Not too far down the track from this, the trouble ticket is issued and the truck rolls. And suddenly, the ISP is spending a shed-load of money on an activity that has been through virtually no triage-type process that might determine whether this expensive action will provide a solution to the customer’s problem.
The only party happy in this situation is the contractor; certainly not the ISP, and certainly not their customer.
Okay, so now I’ve got to be careful not to make this article sound like a pitch, otherwise the editor will kick my wise-ass.
So let’s just say there are now tools out there that can provide your normal 21st century ISP with an awful lot of information about their customers’ experience, which can make a significant contribution to the efficiency of this cost-critical triage process.

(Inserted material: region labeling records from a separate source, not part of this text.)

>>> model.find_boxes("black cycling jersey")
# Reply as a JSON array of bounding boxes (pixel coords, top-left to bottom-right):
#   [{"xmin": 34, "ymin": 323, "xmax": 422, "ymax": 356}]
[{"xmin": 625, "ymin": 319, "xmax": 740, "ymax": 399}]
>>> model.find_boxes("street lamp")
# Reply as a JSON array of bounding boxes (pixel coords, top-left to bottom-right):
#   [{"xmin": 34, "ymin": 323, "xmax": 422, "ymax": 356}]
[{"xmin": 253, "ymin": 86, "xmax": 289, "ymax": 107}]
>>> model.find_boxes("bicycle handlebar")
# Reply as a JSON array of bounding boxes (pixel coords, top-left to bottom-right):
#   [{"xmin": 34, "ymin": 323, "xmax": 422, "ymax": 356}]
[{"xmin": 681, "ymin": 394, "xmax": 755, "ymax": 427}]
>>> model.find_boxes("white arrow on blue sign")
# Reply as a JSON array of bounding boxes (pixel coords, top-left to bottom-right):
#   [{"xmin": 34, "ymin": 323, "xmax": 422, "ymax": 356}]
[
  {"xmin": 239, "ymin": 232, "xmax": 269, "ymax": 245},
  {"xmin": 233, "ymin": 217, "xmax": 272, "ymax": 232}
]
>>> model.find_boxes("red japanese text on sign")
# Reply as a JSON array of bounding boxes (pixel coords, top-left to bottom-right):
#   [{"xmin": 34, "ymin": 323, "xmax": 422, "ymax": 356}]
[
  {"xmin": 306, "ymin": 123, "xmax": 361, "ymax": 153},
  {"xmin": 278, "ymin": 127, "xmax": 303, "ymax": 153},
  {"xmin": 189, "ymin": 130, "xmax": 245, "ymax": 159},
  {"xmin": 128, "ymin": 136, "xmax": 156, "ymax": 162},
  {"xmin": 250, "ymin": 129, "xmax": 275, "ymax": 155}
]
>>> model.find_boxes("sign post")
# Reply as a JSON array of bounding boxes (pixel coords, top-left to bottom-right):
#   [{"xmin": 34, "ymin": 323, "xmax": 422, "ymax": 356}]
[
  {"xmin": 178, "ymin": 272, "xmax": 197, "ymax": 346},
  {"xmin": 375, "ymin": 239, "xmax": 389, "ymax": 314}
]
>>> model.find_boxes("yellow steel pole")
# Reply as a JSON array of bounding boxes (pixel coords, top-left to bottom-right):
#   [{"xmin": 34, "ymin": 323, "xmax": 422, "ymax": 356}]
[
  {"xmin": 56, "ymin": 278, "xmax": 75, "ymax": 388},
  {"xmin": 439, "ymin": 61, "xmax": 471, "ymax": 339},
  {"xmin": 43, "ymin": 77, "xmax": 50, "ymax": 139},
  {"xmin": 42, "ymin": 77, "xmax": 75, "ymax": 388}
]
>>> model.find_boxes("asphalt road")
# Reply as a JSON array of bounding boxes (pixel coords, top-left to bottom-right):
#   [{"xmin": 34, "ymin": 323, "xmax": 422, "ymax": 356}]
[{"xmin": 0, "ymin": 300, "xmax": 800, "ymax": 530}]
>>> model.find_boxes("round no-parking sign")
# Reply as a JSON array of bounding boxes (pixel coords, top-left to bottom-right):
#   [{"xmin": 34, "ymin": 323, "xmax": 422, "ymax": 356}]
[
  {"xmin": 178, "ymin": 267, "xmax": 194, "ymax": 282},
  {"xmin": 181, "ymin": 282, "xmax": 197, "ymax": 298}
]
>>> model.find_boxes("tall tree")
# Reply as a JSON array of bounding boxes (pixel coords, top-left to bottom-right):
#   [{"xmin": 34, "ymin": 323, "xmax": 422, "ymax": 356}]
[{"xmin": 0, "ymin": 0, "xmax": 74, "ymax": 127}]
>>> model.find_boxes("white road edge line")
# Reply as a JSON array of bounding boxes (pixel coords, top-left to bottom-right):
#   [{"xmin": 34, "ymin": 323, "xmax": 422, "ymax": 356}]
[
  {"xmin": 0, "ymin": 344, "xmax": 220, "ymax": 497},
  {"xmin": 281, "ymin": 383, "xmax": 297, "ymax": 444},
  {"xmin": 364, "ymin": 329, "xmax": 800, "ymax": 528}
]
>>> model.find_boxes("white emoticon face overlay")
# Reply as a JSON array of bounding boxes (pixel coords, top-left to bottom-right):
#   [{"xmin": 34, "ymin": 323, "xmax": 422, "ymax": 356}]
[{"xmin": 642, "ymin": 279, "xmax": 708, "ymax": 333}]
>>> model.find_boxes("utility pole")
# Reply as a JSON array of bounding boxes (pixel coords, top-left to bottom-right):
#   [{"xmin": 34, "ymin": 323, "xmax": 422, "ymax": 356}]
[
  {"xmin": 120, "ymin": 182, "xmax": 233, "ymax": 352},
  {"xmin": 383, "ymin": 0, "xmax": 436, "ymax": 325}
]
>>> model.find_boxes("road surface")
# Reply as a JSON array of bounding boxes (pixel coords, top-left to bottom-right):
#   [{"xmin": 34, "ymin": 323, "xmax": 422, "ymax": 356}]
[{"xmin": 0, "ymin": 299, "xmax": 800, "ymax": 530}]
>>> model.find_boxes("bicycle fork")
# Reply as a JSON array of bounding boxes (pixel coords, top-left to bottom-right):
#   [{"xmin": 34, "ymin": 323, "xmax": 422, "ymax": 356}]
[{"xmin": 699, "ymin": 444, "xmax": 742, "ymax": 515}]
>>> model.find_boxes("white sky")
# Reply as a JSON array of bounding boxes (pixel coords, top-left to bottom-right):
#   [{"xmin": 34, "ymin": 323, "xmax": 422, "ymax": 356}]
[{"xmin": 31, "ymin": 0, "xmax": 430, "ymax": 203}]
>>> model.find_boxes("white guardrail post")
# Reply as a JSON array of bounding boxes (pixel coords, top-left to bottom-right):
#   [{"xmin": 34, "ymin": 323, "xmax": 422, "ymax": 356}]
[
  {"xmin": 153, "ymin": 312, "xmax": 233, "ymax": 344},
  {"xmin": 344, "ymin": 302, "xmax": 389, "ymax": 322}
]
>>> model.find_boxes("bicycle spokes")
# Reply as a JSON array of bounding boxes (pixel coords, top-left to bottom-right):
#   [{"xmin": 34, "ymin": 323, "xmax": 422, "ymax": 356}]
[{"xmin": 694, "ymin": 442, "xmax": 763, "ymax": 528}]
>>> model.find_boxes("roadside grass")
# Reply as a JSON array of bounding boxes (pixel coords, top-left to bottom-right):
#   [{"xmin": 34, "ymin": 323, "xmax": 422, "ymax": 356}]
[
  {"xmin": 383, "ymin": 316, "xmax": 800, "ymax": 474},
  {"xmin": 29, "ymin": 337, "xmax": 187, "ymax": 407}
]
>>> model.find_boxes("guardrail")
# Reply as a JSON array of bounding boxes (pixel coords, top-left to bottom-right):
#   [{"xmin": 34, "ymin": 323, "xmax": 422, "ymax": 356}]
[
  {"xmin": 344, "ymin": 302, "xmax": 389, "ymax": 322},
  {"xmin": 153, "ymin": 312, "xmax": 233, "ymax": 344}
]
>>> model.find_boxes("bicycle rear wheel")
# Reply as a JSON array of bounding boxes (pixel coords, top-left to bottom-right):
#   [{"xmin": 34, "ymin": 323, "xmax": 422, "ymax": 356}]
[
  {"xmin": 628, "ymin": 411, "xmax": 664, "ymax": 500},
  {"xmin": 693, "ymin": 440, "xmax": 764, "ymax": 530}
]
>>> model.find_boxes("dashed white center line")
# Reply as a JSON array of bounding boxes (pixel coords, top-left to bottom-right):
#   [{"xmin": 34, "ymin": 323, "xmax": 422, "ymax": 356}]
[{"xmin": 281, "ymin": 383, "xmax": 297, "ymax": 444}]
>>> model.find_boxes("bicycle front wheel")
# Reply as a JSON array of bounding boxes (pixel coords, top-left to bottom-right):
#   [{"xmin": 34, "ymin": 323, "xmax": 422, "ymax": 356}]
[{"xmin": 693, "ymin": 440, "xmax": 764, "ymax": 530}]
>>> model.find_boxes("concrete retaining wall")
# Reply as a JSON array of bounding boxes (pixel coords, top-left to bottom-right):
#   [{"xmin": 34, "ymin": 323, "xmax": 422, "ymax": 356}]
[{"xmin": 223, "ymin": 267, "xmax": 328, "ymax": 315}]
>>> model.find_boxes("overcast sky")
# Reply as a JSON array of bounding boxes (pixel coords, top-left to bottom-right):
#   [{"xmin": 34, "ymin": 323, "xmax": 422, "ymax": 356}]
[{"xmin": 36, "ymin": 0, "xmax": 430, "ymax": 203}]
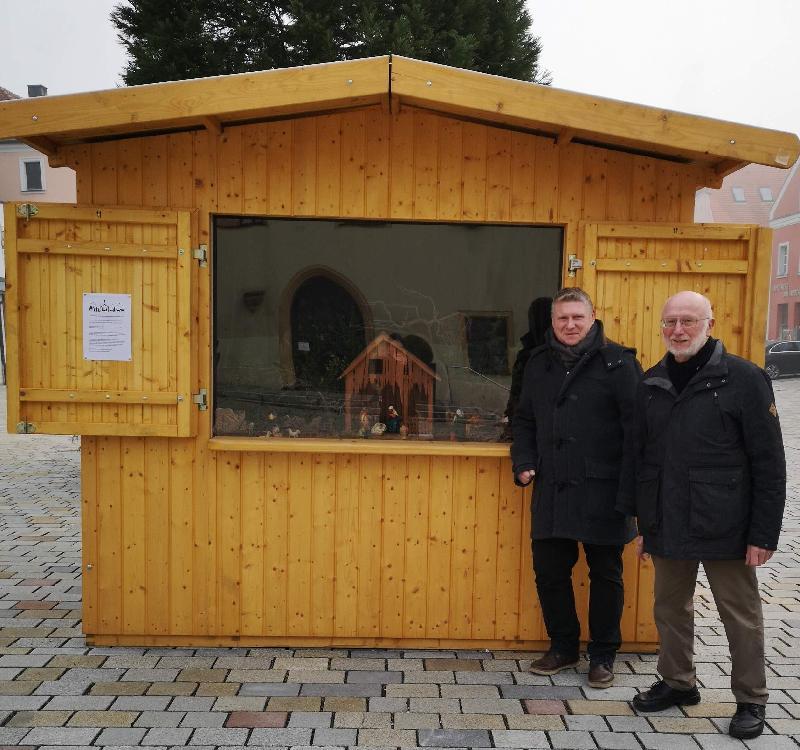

These tools can improve the efficiency of truck rolls in two ways: either by confirming the issue is a network problem, and thereby not requiring a truck roll, or by confirming the issue is a CPE problem which does not require a truck roll, such as an OS issue. Just being able to provide users with this information will improve customer satisfaction, and you haven’t even fixed the problem yet.
One thing I’ve seen a few times since I started up Epitiro in New Zealand is the lack of credibility afforded to a solution not dripping in complexity. So often, senior, marketing or customer service management defer to the techies on the best solution. But they have their own agenda and not necessarily the right knowledge or experience. It scares me when I see how many good decisions don’t get made because a techie said no. The answer does not need to be buried in layers of acronyms and expensive options.
Thanks to broadband evolution, we are on the threshold of a whole new era of high-tech CPE, but few systems help ISPs and their customers troubleshoot the huge range of connectivity issues that will arise. Just being able to identify the problems now would be a start.
I recently heard a fascinating presentation from a senior dude at Juniper; he talked of the evolving concept of an “open garden” where ISPs provided customer-specific and application-specific support for the big content players.
Few ISPs are currently in a position to oblige.
Cranna is managing director of broadband benchmarking company Epitiro Technologies in Australasia.